But many sex assault survivors in New Jersey don’t even get that far. A Kane In Your Corner investigation found one-third of all rape kits released to law enforcement in New Jersey are never tested. New Jersey is one of just a dozen states where prosecutors are given the discretion to decline to test kits, even when survivors want them tested. Some survivors say that made them feel victimized for a second time.
“I expected once I released it, for it to at least be tested,” says one survivor, who News 12 agreed to identify only as “Jane.”
“It can probably just be in a box sitting somewhere for all I know,” adds Lena Morrison, who says she was sexually assaulted in 2019.

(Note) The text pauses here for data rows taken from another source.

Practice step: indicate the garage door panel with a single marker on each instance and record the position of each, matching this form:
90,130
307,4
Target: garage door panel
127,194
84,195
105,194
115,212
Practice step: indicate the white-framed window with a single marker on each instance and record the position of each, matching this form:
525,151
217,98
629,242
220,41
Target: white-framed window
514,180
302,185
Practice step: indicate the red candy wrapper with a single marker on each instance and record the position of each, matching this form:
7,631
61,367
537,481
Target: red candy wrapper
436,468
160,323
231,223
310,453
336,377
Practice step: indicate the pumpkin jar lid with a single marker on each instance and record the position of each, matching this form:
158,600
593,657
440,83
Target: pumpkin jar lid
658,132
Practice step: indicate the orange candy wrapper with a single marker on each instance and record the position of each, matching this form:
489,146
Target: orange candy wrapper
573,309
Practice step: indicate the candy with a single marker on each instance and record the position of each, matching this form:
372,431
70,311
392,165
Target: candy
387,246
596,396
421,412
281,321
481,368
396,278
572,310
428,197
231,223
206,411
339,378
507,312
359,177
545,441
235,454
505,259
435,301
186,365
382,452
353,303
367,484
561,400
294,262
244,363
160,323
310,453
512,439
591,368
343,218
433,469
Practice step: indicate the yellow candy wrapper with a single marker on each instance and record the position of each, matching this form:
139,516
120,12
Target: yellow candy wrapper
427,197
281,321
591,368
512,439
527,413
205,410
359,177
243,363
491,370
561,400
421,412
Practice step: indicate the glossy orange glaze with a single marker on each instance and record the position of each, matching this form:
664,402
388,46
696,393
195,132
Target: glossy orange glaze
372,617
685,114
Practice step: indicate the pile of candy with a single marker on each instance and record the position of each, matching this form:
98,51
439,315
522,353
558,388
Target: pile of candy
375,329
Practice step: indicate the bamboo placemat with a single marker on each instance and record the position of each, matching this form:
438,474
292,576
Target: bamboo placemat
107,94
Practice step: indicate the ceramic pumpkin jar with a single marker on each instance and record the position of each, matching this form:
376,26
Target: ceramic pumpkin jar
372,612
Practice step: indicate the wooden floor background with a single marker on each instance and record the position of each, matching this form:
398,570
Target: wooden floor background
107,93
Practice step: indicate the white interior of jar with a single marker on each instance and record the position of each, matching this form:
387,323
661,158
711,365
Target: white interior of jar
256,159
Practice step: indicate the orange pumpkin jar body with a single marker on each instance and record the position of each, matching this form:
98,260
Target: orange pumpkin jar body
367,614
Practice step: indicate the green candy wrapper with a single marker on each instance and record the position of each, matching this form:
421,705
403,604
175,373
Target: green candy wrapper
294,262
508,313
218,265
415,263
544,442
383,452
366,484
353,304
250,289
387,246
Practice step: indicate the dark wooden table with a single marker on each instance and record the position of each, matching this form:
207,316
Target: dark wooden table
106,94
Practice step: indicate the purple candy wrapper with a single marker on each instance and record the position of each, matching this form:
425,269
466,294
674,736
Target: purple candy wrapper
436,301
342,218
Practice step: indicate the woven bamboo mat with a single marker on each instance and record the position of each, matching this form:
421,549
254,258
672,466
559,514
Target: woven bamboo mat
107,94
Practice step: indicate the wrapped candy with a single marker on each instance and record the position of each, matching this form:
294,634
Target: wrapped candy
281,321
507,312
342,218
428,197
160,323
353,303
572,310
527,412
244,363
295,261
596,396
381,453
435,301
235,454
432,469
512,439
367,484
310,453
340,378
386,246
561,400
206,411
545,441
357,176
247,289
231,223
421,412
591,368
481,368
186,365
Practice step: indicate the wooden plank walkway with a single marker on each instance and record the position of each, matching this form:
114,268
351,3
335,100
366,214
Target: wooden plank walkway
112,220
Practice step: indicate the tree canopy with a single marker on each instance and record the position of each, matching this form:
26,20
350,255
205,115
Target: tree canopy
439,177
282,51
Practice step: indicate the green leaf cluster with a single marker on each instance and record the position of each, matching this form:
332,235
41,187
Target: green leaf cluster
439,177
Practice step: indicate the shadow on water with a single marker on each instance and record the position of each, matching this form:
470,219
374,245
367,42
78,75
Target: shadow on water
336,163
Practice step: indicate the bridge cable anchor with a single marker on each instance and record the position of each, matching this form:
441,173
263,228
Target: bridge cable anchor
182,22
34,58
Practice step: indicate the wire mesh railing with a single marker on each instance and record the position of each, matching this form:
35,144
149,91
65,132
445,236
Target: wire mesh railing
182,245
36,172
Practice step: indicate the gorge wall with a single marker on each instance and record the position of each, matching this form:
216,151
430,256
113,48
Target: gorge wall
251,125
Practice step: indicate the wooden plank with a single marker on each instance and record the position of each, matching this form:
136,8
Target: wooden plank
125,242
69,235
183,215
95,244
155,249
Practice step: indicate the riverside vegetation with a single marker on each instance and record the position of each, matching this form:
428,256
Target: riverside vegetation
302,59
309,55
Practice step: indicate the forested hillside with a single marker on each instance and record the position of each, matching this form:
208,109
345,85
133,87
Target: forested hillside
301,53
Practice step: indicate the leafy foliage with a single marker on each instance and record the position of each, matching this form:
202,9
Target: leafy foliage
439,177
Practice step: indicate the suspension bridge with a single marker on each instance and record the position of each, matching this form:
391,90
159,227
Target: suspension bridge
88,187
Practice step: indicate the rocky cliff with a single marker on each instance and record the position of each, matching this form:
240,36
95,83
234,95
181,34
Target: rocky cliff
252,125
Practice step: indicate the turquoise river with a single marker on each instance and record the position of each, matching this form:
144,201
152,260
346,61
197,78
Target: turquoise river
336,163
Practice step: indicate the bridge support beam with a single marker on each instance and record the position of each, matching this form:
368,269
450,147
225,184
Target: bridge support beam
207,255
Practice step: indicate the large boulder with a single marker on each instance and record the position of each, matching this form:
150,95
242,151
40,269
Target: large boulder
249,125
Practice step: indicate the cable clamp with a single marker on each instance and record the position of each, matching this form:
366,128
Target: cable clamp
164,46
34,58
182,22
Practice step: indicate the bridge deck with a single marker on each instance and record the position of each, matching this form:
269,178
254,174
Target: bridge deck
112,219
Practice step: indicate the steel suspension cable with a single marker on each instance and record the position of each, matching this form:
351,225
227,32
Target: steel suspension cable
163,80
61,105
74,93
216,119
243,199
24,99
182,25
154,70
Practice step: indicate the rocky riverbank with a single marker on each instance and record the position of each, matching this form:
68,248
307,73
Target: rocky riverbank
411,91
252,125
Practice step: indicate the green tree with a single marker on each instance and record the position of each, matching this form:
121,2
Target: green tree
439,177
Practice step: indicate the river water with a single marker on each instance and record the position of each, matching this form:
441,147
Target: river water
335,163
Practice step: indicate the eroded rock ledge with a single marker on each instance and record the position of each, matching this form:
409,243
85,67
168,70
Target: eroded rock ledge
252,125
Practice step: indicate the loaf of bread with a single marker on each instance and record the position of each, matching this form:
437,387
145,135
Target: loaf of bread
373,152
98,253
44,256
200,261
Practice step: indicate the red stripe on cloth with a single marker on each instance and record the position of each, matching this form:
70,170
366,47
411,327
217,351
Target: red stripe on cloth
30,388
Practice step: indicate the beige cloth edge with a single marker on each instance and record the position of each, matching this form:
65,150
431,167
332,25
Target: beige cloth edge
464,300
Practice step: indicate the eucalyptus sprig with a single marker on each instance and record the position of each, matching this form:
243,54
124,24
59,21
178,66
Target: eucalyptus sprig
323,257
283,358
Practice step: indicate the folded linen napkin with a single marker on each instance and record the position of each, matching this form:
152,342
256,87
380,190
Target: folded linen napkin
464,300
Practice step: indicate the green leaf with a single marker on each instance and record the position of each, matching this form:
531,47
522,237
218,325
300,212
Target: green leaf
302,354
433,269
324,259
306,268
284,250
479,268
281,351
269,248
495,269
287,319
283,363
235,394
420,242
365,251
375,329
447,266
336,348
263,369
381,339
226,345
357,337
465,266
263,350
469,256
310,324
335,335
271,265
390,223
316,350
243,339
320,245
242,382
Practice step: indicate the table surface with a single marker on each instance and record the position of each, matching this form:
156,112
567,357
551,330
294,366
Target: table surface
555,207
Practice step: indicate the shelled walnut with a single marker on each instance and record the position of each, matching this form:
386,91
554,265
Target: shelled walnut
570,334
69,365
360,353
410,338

Brennan, and many other advocates, say the solution is simple - test all kits released to law enforcement. “This is fixable,” she says. “Admit that we were wrong and move forward.”
Cryan says his legislation is an effort to do that. “These aren't numbers, these are people,” he says. “They go through this experience and we're not there for the support that they need in the criminal justice system, every step of the way. To me, that's beyond appalling.”
This is not the first time legislation requiring rape kits to be tested has been introduced in New Jersey, but Cryan says in light of the Kane In Your Corner investigation, he expects it to pass this time.
“I think your reporting on this is just outstanding,” Cryan says. “You've highlighted an issue, you've forced it forward, and you are going to make New Jersey do the things that should have been done previously. And I appreciate that. That's what great journalism is all about."